Create new config section for web security settings #2815
Conversation
|
Open question: where in the documentation should this be documented? I am tempted to make a new "security"-page. |
Codecov ReportAll modified and coverable lines are covered by tests ✅
Additional details and impacted files@@ Coverage Diff @@
## master #2815 +/- ##
=======================================
Coverage 57.14% 57.15%
=======================================
Files 567 568 +1
Lines 41268 41277 +9
=======================================
+ Hits 23584 23593 +9
Misses 17684 17684 ☔ View full report in Codecov by Sentry. |
There was a problem hiding this comment.
Open question: where in the documentation should this be documented? I am tempted to make a new "security"-page.
Not sure we have a suitable pre-existing page or section in the Sphinx docs, so I can understand your temptation.
Our most basic form of documenting config options is, however, a comment immediately preceding the option in the example config file, as evidenced by other options already present in webfront.conf. You should add that as a minimum.
Also, changes or additions to config files usually warrant a note in NOTES.rst, to make users aware that they may need to change something.

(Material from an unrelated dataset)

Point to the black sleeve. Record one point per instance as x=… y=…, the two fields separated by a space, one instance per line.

Naming the option tls does not seem intuitive to me. Going from just the name, without documentation, it looks to me like an option to switch TLS on or off, something NAV cannot do, since this is up to the web server you set up to serve NAV.
|
I'm thinking we'll need a security-section in the proper docs eventually as we cannot expect the c-suite to read code :) |
There was a problem hiding this comment.
Slightly better.
Still need the release notes tip and the doc change. If we put off making a "security" docs section, we should at least mention this new option wherever the docs mention SSL (there are one or two notes in the various installation guides about adding SSL as being an exercise left up to the reader)
hmpf
force-pushed
the
secure-cookie
branch
2 times, most recently
from
c56c7d3
to
57dd64d
Compare
There was a problem hiding this comment.
Docs are good!
Really sorry, but I still can't get comfortable with the option name. If all the new option really affects in NAV is turning on secure cookies, then I think it should be named "use_secure_cookies" or something like that. (after all, naming things is still one of the hardest CS problems :P )

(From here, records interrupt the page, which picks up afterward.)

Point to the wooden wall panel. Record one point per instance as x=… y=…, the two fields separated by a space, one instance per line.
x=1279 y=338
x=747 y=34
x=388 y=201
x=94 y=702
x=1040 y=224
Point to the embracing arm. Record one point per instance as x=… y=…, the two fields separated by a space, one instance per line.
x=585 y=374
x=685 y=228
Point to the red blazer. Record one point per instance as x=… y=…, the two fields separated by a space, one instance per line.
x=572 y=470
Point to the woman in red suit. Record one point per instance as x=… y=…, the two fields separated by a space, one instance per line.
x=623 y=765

Or even just reuse the setting name from Django :D |
Right now all the flag does is turn on secure cookies, yes. There are other cookie-flags that also depend on SSL/TLS being enabled (CSRF-protection for one, which we ought to start using), and IIRC other features that depend on SSL/TLS being enabled. I want to avoid having multiple flags, just an easy way to tell Django that it can assume it is running under SSL/TLS. I've looked into automatically detecting whether we're running under SSL/TLS but that can't be used to change settings. (Changing settings for an already running Django is a no-no.) |
Alright, but then a |
hmpf
force-pushed
the
secure-cookie
branch
2 times, most recently
from
ef341bb
to
a43c302
Compare
Well it's for subsets of NAV that needs tls, so...
It's a better name than a django setting specific one yes. I started with "ssl" because I wanted to avoid a multi-part name since there seems to be no consensus on how to spell multi word config flags: with spaces, '-', '_', camel case, no gaps at all... |
Well, if you really want it short and sweet, then I'm fine with just |
Eh, I quite like "needs_tls". We could have a clean-up round where we standardize on one system per config-file though. Oh, actually, it is possible to make such a flag turn on tls, for django code (though leaving it to django is not recommended). That's not compatible with how we deploy though and people can have their own localsettings anyway if they need that. |
|
Closes #2194
Use it (for now) for setting secure cookies and the most basic form of XSS-protection.